Scusate, ma non c’è il M5S?

di Marco Mamone Capria

«Noi lottiamo per la costruzione di una rappresentanza politica che non abbia come prima e unica ragione la presenza nelle istituzioni, ma che sia strumento della ricomposizione e organizzazione conflittuale del blocco sociale degli oppressi. Nessuno si deve più vergognare e isolare per la sua povertà, solo le relazioni solidali e il conflitto rompono la solitudine.»

Scusate: ma il M5S non è esattamente questo? Ricordate lo slogan di Grillo: “Nessuno deve restare indietro”? Mi meraviglio che nel manifesto (con il quale sostanzialmente concordo) si parli così poco della rivoluzione politica (non ancora economica, ovviamente) costituita dall’entrata nel parlamento dei deputati del M5S.
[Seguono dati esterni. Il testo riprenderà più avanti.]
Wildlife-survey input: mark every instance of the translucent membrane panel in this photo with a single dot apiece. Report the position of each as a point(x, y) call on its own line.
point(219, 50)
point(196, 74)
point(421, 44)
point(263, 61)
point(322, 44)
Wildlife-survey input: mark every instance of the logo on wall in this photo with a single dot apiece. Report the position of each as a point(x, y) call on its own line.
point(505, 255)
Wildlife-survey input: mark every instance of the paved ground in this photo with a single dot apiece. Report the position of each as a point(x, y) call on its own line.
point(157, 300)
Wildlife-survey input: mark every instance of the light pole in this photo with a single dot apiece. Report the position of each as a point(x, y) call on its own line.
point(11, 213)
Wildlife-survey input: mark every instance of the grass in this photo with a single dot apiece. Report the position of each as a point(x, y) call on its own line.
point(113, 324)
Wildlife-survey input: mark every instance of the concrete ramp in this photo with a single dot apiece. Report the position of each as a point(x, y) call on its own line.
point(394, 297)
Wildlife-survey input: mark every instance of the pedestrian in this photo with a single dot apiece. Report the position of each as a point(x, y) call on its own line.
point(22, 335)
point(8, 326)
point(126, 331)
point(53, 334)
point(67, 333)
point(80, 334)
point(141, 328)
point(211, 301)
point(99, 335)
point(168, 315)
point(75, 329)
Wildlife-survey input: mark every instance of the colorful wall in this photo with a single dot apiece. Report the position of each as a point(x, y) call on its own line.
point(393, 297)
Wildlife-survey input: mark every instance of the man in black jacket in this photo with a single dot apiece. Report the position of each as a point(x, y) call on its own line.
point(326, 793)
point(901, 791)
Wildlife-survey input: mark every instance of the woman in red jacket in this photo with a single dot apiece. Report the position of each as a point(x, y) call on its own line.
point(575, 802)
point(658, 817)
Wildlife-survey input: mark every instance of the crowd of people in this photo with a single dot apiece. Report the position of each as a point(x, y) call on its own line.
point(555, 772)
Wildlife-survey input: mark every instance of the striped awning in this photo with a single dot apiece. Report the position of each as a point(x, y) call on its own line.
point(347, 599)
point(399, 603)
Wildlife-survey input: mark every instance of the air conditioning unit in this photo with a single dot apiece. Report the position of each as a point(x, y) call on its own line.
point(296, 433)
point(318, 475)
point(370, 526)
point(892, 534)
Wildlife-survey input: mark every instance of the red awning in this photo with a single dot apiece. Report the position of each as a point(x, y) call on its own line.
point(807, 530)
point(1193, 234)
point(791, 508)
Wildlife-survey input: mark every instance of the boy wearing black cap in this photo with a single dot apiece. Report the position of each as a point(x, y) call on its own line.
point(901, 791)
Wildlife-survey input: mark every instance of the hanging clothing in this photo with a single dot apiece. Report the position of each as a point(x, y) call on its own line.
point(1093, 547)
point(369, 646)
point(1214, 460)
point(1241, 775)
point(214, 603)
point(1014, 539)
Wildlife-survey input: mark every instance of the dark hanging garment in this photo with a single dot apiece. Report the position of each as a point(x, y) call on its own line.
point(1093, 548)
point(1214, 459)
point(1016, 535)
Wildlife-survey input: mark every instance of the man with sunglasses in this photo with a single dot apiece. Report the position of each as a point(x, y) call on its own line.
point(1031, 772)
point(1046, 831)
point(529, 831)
L’unico partito, in tutta la storia repubblicana (almeno a quanto mi risulta), che abbia detto: «Io non chiedo il tuo voto, non mi interessa il tuo voto senza la tua partecipazione alla cosa pubblica, il tuo coinvolgimento diretto, se il tuo voto per il M5S è una semplice delega a qualcuno che decida al tuo posto, non votarci» (http://www.beppegrillo.it/2013/02/lettera_agli_italiani.html).

L’unico partito che, attraverso un limite alla presenza dei suoi deputati in parlamento (due legislature) ha tagliato alla radice la trasformazione del movimento in sistema di potere diretto da una casta politica.

Non tenerne adeguato conto mi sembra un grave errore.